MY PHILOSOPHY OF EDUCATION

A Brief Account

 

Underlying every aspect of my philosophy of education is a simple observation, namely, education is hard work. Learning is hard work, and teaching is hard work. It may be enjoyable work; it may be boring work. It may be exhausting; it may be exhilarating. But, in the end and underneath it all, the process of educating and being educated is hard work, and there is no getting around it. But nor should we try because hard work is inherently good and of inestimable value. Thus, I serve my students best, not by alleviating work but, by equipping them for the task and by removing any unnecessary obstacles so that their work might be more productive and rewarding. As a teacher, I am myself engaged in the work of education, and I invite my students to join me and others in this work by providing input and direction, encouragement and critical assessment, a place for questions and a space for mistakes.

At the center of my vision of academic education are communities of learners — teachers and students committed to one another in their endeavor to acquire knowledge and understanding and to develop the skills of critical, yet generous, thinking and argumentation. Such communities of learning are grounded upon a subject-centered model of education (rather than a teacher- or student-centered model), where teachers and students inhabit the same side of the epistemological divide vis-à-vis the subject. Education is not monologue, a one-way transfer of knowledge from teacher to student, where the teacher as priest mediates the presence of the subject. Education takes place as dialogue, where both teacher and student have direct, unmediated access to the subject and where both are held accountable to one another according to what the subject does and does not disclose about itself.

At the same time, this truly democratic paradigm does not seek to obliterate the important differences between the teacher and her students in their respective roles and responsibilities. Though I, along with my students, am first and foremost a learner, I remain their teacher nonetheless.
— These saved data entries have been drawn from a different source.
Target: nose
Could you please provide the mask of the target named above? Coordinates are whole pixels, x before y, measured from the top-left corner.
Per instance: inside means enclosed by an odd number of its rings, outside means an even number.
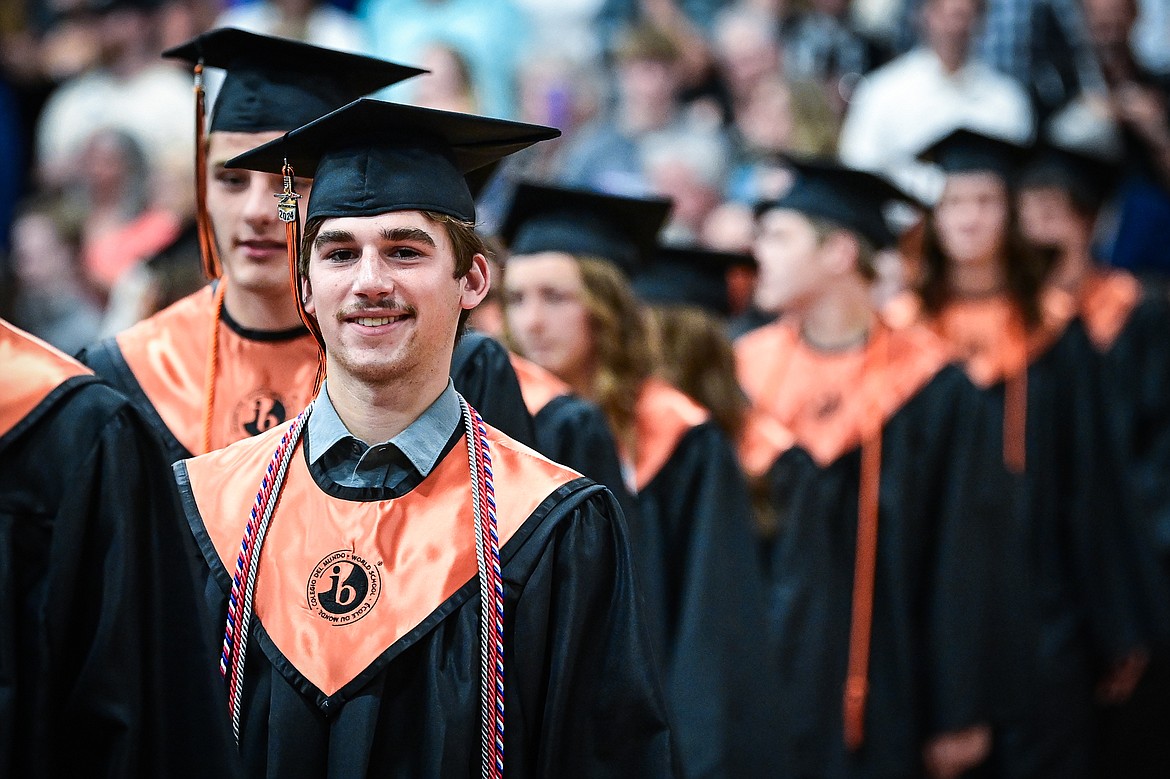
[[[243,203],[243,218],[253,230],[262,232],[276,222],[276,198],[272,197],[276,191],[268,176],[251,177]]]
[[[394,278],[376,247],[365,247],[354,264],[353,291],[360,297],[379,298],[394,292]]]

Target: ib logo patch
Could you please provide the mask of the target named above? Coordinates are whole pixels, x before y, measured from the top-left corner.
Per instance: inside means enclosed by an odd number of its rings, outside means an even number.
[[[271,390],[256,390],[232,412],[232,430],[239,435],[260,435],[288,418],[284,399]]]
[[[305,588],[313,613],[336,626],[350,625],[369,614],[381,594],[377,566],[348,549],[325,555]]]

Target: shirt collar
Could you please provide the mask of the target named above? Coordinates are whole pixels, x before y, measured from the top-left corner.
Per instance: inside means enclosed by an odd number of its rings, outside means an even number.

As a teacher, I am responsible for creating the space that fosters revelation and dialogue. I am responsible for maintaining the dialogue as dialogue, always resisting the temptation to transform it into a monologue, always resisting the temptation to limit my role to that of a facilitator. In so doing, I am seeking to cultivate what Parker J. Palmer calls the spiritual virtues of humility and faith, where “the humility that enables us to hear the truth of others must stand in creative tension with the faith that empowers us to speak our own.” [1]

The strategies and pedagogy that support this vision of learning communities are multiple and varied. I find as much value in a stimulating lecture as I do a classroom discussion or PowerPoint presentation. In all that I do I seek to be sensitive to the different ways people learn, for example, by developing lessons that incorporate all of the learning modalities (auditory, visual, and tactile-kinesthetic). With experience both as a computer technician and as a graphic artist, I am quite keen on the use of educational technology in the classroom, but only so long as the technology itself remains transparent.

 

 

 

[1] Parker J. Palmer, To Know as We Are Known: A Spirituality of Education (San Francisco: HarperSan­Francisco, 1983), 109.